On a macro level, our model appears to work with relative accuracy of 4.0853282 percent. This would indicate a fairly successful proof-of concept on paper for including delay predictions as a feature on customer-facing NJ Transit applications. That there was indeed a relatively periodic cycle of baseline delays found is already a significant insight that should be disseminated far and wide. We recommend that NJ Transit begin to incorporate this model both into customer-facing apps and websites, and also into internal dashboards. Most significantly, because of the great ease in capturing delay data, this model can also theoretically be updated on a relatively frequent basis as well. Schedule planners can then begin to adjust schedules to anticipate delays more frequently, right-of-way personnel can start to notice physical plant factors that cause delays sooner, and overall NJ Transit’s commuter rail network can be more robust to delays.
However, at this stage we are beginning to see the limits of solely relying on public-facing data, especially in the context of a relatively closed system such as transit. As a system, transit has fewer external socioeconomic factors that are frequently and abundantly captured in open data; on the contrary, most data are captive to the department or division that directly captured it for internal purposes only. Nominally, there is indeed little reason why any given person would want data on known trackage bottlenecks, rolling stock performance figures, dispatch accuracy (particularly important for start of runs!) trip-level passenger boarding data, and thousands of other possible data points. We can point out certain factors relatively easily, whether because of bottlenecks on physical trackage; but not being able to to predict Amtrak dispatchers that actually control the traffic, and other incidents like mechanical issues, passenger-related delays. Thus, working directly with NJ Transit Operations and Maintenance personnel and sharing this previously isolated data may help us to understand delays on a more sophisticated level.
In addition, there is still the distinct possibility that any seemingly random or spontaneous factor could affect delays at any time, too rapid or too abstract to quantify for use in this model. June 2019’s labor disruptions was an example, as is the continuing pandemic and the effects it has on overall ridership, particularly on known bottlenecks such as boarding at terminal stations. Very likely, delays as a matter of pure passenger operations will continue to minimize at peak hours, and perhaps persist in off-peak hours if customers shift towards riding off-peak. The pandemic has not only shifted ridership, but fundamentally how NJ Transit’s workforce and operations might perhaps be operated on a daily basis, and this needs to be anticipated as well.

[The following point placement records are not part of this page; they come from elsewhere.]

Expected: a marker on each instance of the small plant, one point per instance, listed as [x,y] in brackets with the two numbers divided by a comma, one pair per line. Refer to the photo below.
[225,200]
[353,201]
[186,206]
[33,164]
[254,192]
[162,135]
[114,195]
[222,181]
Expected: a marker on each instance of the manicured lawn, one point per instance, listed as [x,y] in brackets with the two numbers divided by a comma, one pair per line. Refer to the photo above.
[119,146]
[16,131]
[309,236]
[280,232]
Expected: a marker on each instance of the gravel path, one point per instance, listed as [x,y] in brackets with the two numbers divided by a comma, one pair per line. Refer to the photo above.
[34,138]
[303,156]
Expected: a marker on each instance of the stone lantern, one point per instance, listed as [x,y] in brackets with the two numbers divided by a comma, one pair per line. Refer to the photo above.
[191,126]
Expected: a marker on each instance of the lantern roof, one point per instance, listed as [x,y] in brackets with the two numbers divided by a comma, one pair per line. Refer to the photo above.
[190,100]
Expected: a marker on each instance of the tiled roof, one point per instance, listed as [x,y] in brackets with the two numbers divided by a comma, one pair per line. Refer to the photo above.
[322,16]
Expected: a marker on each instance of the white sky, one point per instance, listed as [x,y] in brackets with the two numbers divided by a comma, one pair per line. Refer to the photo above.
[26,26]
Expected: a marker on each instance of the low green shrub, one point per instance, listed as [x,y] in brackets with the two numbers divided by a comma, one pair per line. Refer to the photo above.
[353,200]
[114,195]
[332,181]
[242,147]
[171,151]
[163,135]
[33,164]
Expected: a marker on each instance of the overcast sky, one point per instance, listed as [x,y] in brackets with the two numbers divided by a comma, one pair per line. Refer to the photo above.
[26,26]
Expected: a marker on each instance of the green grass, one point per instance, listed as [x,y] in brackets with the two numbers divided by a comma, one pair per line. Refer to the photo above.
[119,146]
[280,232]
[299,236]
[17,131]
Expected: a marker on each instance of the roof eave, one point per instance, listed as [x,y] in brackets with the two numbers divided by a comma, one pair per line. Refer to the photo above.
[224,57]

Future steps to be taken with this model abound. As said, the pandemic makes all pre-2020 data somewhat outdated in retrospect, and this model will have to be repeated through at least a full year in 2021 if immediate utility is to be prioritized. Secondly, expanding this model across all lines can be possible with more computing power and memory. In addition, delay interactions with other modes should be explored: Amtrak’s presence on the Northeast Corridor alone is a major factor, as trains there are actually all dispatched by Amtrak staff and Amtrak trains are usually prioritized. Integrating the possibilty of bus and light rail connections, both on NJT and neighboring systems, could be interesting to see if intermodal transfers are already being affected through delays on the single system of commuter rail. And lastly, it is of great interest to model scenarios where potential disruptive interventions, such as a new Hudson River Tunnel, could minimize delays to a quantifiable and definitive extent. Knowing exactly how much any given rider’s commute could be improved through investments makes it a powerful tool for advocates and politicians to argue for them, to ensure the continued operating stability and growth of NJ Transit and all transit agencies.